ERP systems touch every part of the business, but not every function is equally served. Too often, tax gets short shrift, despite its vital role sustaining the enterprise.
“For most companies, tax is collectively a top-five expense,” said David Nickson, principal in EY’s tax, technology and transformation practice and US SAP Tax Alliance and East Region TTT leader. “But the tax agenda is the most underserved corporate function by legacy ERP systems.”
Arduous ERP modernizations, a pricey pain point for many companies, can be a trial by fire for the CIO, but IT executives have much to gain from roping tax into the digital transformation agenda. Securing internal buy-in from tax leaders can ease the process and help CIOs identify significant caches of overlooked value from system upgrades.
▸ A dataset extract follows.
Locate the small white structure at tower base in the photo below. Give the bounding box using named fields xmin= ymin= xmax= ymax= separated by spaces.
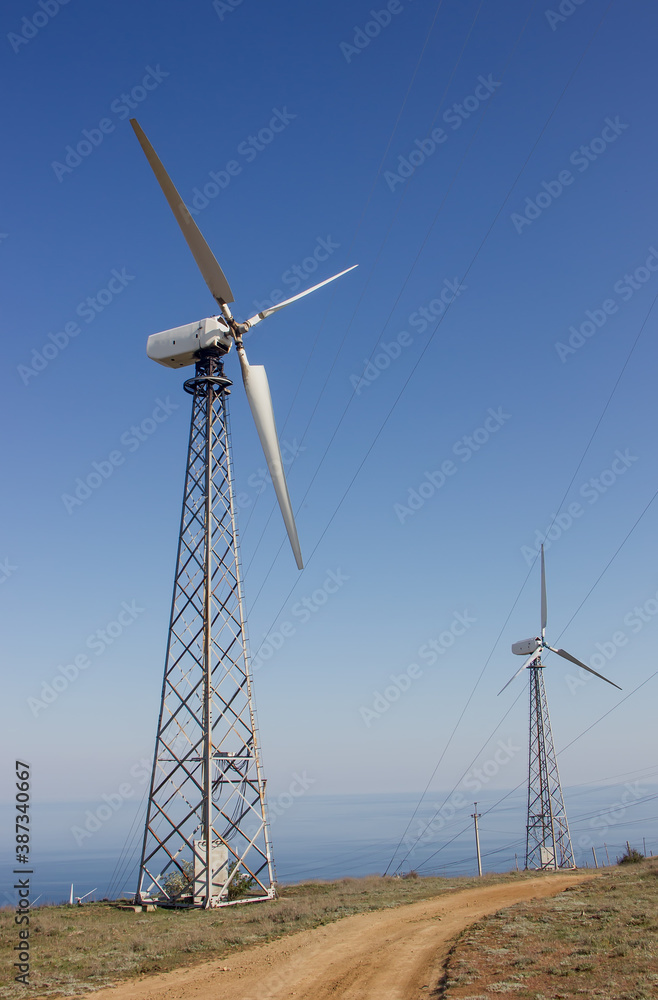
xmin=193 ymin=840 xmax=229 ymax=904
“Enlightened CIOs are realizing this,” Nickson said. “While the tax organization may be relatively small, it has a big job to do that relies extensively on the shadow tax function, which is all of those people in finance who are there helping to pull data and reconcile information.”
The ROI from ERP modernization for a multinational enterprise can be in the tens of millions of dollars, according to Nickson.
Much of that value rests in data that modernized, SaaS-based ERPs are designed to unlock.
“Taxes are driven off of data and we routinely find that tax functions spend in excess of 60% of their time just trying to collect data,” said Nickson. “It might be that the data just wasn't collected in the ERP system or maybe it’s there but it’s not centrally accessible.”
As cloud-based SaaS becomes the industry standard and ERP giant SAP drives customers to cloud, the software market is expected to emerge from two years of slowing growth. Analyst firm Forrester expects the market to expand by 12% annually for the next several years, reaching $1 trillion in global sales in 2024.
Spending increases will not be without oversight. After a year-long optimization push, CIOs are under scrutiny from finance to tie cloud and software cost to value.
ERP vendors have caught on to the benefits of bringing tax on board with modernization plans, Nickson said. Enterprises are seeing the value, too.
Leaders know that tax is a stakeholder in these decisions, according to Nickson.
Companies typically bring them into the process when the time is right, Nickson said. That time is “far earlier than people think,” he added.